The number in each subarray should be contiguous.
Return the largest sum.
Notice: The subarray should contain at least one number
Example: For given [1, 3, -1, 2, -1, 2], the two subarrays are [1, 3] and [2, -1, 2] or [1, 3, -1, 2] and [2], they both have the largest sum 7.

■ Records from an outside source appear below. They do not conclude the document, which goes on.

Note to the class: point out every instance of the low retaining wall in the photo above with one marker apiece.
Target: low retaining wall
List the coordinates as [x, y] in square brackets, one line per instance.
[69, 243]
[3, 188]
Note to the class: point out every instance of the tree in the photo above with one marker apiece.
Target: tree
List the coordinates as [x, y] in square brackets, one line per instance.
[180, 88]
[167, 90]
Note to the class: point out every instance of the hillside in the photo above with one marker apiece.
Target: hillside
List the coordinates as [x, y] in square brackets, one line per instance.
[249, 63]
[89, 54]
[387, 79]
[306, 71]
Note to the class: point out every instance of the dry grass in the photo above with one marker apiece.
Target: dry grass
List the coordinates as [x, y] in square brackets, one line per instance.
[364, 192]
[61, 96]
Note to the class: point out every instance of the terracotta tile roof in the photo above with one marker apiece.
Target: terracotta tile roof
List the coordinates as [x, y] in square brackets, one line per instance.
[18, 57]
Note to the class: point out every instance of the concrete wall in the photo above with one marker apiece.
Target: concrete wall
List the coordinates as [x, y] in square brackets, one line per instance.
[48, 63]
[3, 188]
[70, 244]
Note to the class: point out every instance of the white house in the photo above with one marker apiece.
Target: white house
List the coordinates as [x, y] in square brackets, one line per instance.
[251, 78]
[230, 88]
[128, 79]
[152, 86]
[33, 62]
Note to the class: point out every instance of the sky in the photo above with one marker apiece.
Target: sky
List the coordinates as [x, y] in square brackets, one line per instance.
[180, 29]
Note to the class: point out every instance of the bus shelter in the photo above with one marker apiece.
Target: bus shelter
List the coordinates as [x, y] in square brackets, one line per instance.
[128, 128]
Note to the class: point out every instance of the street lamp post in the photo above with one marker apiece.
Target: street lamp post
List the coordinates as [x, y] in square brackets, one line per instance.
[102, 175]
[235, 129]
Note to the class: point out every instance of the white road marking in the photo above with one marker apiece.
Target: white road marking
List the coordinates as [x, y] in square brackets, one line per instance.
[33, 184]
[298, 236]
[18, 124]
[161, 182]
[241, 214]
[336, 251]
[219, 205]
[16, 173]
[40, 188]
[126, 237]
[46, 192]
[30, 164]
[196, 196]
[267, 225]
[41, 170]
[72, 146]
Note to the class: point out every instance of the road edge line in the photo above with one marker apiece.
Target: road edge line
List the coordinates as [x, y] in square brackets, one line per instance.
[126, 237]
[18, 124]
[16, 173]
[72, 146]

Challenge: Can you do it in time complexity O(n) ?
public class Solution {
/**
* @param nums: A list of integers
* @return: An integer denotes the sum of max two non-overlapping subarrays
*/
public int maxTwoSubArrays(ArrayList<Integer> nums) {
if (nums == null || nums.size() == 0) {
return 0;
}
int sum = 0;
int max = Integer.MIN_VALUE;
int[] left = new int[nums.size()];
for (int i = 0; i < nums.size(); i++) {
sum = Math.max(sum + nums.get(i), nums.get(i));
max = Math.max(sum, max);
left[i] = max;
}
sum = 0;
max = Integer.MIN_VALUE;
int result = Integer.MIN_VALUE;
for (int i = nums.size() - 1; i >= 0; i--) {
if (i < nums.size() - 1) {
result = Math.max(result, left[i] + max);
}
sum = Math.max(sum + nums.get(i), nums.get(i));
max = Math.max(sum, max);
}
return result;
}
}
Here is another solution to this problem.
public class Solution {
/**
* @param nums: A list of integers
* @return: An integer denotes the sum of max two non-overlapping subarrays
*/
public int maxTwoSubArrays(ArrayList<Integer> nums) {
if (nums == null || nums.size() == 0) {
return 0;
}
int sum = 0;
int max = Integer.MIN_VALUE;
int[] left = new int[nums.size()];
for (int i = 0; i < nums.size(); i++) {
sum = Math.max(sum + nums.get(i), nums.get(i));
max = Math.max(sum, max);
left[i] = max;
}
sum = 0;
max = Integer.MIN_VALUE;
int[] right = new int[nums.size()];
for (int i = nums.size() - 1; i >= 0; i--) {
sum = Math.max(sum + nums.get(i), nums.get(i));
max = Math.max(sum, max);
right[i] = max;
}
int result = Integer.MIN_VALUE;
for (int i = 0; i < nums.size() - 1; i++) {
result = Math.max(result, left[i] + right[i + 1]);
}
return result;
}
}
Hope this helps,
Michael